Answered by 1549442205PVT last updated on 11/Aug/20

Consider the equation of degree n :

x^{n} - 1 = 0 (*) \Leftrightarrow x^{n} = 1 \Leftrightarrow x =^{n} \sqrt{1}

= {(\cos 2 k π + isin 2 k π)}^{\frac{1}{n}} = \cos \frac{2 k π}{n} + isin \frac{2 k π}{n}

for k = 1, 2, \dots, n . Thus, the equation (*)

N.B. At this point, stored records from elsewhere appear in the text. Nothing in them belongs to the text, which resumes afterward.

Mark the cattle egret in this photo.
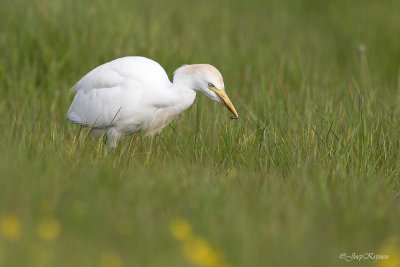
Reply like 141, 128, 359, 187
67, 57, 238, 148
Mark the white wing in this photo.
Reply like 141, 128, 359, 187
67, 57, 171, 128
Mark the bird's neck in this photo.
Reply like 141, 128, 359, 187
172, 82, 196, 111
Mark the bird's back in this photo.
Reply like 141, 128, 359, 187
67, 57, 171, 131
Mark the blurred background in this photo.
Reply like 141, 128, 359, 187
0, 0, 400, 267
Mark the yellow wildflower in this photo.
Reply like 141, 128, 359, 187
100, 251, 122, 267
36, 217, 61, 241
0, 215, 21, 241
171, 219, 231, 267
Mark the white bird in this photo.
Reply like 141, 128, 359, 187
67, 56, 238, 148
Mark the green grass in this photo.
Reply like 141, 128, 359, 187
0, 0, 400, 267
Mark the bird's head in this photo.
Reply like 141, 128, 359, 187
174, 64, 239, 119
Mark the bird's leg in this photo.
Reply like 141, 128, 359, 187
107, 127, 121, 149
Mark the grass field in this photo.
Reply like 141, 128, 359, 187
0, 0, 400, 267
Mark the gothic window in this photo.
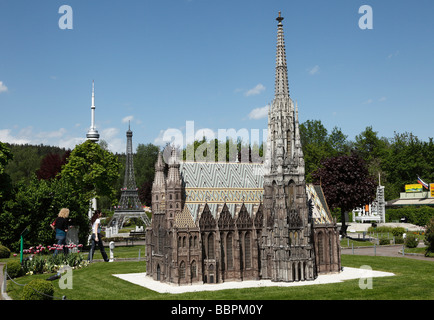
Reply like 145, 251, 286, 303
179, 261, 185, 279
244, 232, 252, 268
226, 233, 234, 269
190, 260, 197, 279
158, 229, 164, 253
286, 130, 292, 157
285, 181, 295, 208
318, 232, 324, 263
208, 233, 215, 259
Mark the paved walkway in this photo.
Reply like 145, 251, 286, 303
341, 244, 434, 261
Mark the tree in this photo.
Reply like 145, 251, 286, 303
60, 140, 120, 204
0, 142, 13, 208
0, 176, 89, 251
312, 152, 376, 235
36, 150, 71, 180
425, 218, 434, 255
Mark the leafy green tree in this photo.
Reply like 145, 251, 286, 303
424, 218, 434, 255
0, 142, 13, 204
60, 140, 120, 204
312, 152, 377, 235
0, 176, 89, 251
300, 120, 349, 182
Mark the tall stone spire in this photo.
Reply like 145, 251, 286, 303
86, 80, 99, 142
274, 11, 289, 98
261, 12, 315, 281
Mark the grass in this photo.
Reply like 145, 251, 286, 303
7, 255, 434, 300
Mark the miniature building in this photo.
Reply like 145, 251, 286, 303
146, 12, 340, 284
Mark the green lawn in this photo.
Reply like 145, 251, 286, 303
8, 255, 434, 300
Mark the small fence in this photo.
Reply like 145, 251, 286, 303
1, 265, 67, 300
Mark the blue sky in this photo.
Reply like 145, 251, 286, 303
0, 0, 434, 152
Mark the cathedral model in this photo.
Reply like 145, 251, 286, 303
146, 12, 341, 285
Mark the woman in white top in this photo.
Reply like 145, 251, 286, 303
87, 210, 109, 262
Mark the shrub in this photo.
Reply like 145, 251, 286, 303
405, 234, 419, 248
379, 238, 390, 245
6, 261, 24, 278
395, 237, 404, 244
424, 218, 434, 254
21, 279, 54, 300
0, 245, 11, 259
392, 227, 405, 237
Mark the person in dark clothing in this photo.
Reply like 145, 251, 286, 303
87, 210, 109, 262
52, 208, 69, 255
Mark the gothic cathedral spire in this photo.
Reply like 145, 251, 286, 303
261, 12, 315, 281
274, 11, 289, 98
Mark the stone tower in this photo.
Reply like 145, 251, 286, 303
261, 12, 316, 281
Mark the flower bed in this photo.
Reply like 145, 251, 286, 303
22, 244, 88, 274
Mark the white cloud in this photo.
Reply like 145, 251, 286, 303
58, 138, 86, 150
0, 81, 8, 93
100, 128, 119, 142
0, 129, 31, 144
249, 105, 269, 120
122, 116, 134, 123
244, 83, 265, 97
309, 65, 319, 76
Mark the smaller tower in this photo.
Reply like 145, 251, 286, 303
86, 80, 99, 142
166, 147, 182, 228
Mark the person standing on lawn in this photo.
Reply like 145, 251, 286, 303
87, 210, 109, 262
51, 208, 69, 255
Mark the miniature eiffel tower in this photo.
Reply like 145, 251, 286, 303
112, 124, 151, 228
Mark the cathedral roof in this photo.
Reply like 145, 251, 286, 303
179, 162, 264, 220
306, 184, 333, 224
175, 206, 196, 228
177, 162, 332, 227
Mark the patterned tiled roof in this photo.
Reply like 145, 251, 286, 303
175, 206, 196, 228
179, 162, 264, 220
177, 162, 331, 227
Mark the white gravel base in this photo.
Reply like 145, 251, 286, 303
114, 267, 394, 294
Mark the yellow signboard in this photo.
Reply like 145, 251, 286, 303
405, 183, 423, 192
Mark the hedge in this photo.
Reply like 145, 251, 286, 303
386, 206, 434, 226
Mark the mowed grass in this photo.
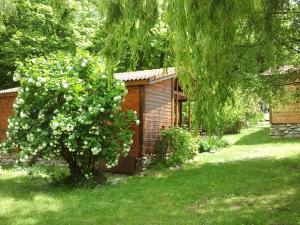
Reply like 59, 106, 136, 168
0, 128, 300, 225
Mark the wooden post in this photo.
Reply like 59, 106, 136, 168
175, 79, 178, 127
171, 78, 174, 127
188, 101, 192, 129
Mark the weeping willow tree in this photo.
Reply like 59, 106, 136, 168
92, 0, 300, 132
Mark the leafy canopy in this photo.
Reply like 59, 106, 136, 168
102, 0, 300, 132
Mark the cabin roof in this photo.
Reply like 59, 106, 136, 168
262, 65, 300, 76
0, 87, 19, 94
114, 67, 175, 82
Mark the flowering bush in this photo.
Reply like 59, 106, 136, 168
2, 53, 139, 179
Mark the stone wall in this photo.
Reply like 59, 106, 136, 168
270, 123, 300, 138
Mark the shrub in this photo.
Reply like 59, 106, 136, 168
159, 128, 197, 166
218, 91, 260, 136
2, 53, 139, 181
198, 136, 228, 152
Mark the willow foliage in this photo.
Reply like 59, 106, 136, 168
102, 0, 300, 132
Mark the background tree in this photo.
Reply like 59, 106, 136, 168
0, 0, 99, 89
102, 0, 300, 132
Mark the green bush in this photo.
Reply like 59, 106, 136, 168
0, 53, 139, 181
159, 128, 198, 166
198, 136, 228, 152
218, 91, 262, 135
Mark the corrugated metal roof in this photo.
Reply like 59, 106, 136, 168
0, 67, 175, 94
114, 67, 175, 81
263, 65, 300, 76
0, 88, 19, 94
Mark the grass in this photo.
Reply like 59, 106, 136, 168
0, 129, 300, 225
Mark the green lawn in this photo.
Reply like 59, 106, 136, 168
0, 128, 300, 225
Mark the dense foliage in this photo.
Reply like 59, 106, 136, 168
0, 53, 139, 179
0, 0, 100, 89
159, 128, 198, 166
99, 0, 300, 132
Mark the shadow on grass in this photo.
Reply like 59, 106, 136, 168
0, 156, 300, 225
235, 128, 300, 145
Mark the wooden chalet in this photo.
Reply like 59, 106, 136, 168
0, 67, 190, 173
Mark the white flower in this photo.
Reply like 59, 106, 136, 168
13, 73, 21, 82
17, 98, 25, 105
114, 95, 122, 102
37, 77, 47, 83
50, 121, 59, 130
38, 113, 45, 120
20, 111, 27, 119
26, 134, 33, 142
64, 95, 73, 102
61, 80, 69, 88
135, 120, 141, 126
81, 59, 87, 67
91, 147, 102, 155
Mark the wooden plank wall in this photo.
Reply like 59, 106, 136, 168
0, 95, 15, 142
144, 79, 172, 154
270, 85, 300, 124
271, 102, 300, 124
99, 86, 141, 174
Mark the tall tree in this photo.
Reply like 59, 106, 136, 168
102, 0, 300, 132
0, 0, 99, 89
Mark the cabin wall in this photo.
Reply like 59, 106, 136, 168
0, 94, 16, 142
100, 86, 142, 174
270, 82, 300, 137
143, 79, 172, 154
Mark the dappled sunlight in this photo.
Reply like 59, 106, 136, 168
0, 127, 300, 225
186, 189, 296, 214
192, 128, 300, 165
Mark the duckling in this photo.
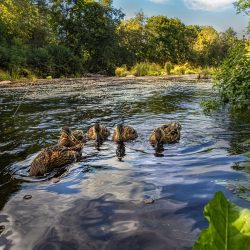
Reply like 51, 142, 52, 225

has n roots which each of them be a

n - th root of unit . We denote the that

roots to be δ_{1}, δ_{2}, \dots, δ_{n} . In addition, we

see that α_{k} = \cos \frac{2 k π}{n} - isin \frac{2 k π}{n} (k = \overset{―}{1 . . n})

are also n different n - th roots of unit

but α_{i} and δ_{i} are two conjugate number

together means α_{i} δ_{i} = 1 and so we have

δ_{1} . δ_{2} \dots . δ_{n} = α_{1} . α_{2} \dots . α_{n} = 1 . Then we have

\underset{k = 1}{\prod^{n}} (a - e^{\frac{2 k π i}{n}}) (a - e^{\frac{- 2 k π i}{n}}), (e^{\frac{2 k π i}{n}} = \cos \frac{2 k π}{n} + isin \frac{2 k π}{n}, (e^{\frac{- 2 k π i}{n}} = \cos \frac{2 k π}{n} - isin \frac{2 k π}{n})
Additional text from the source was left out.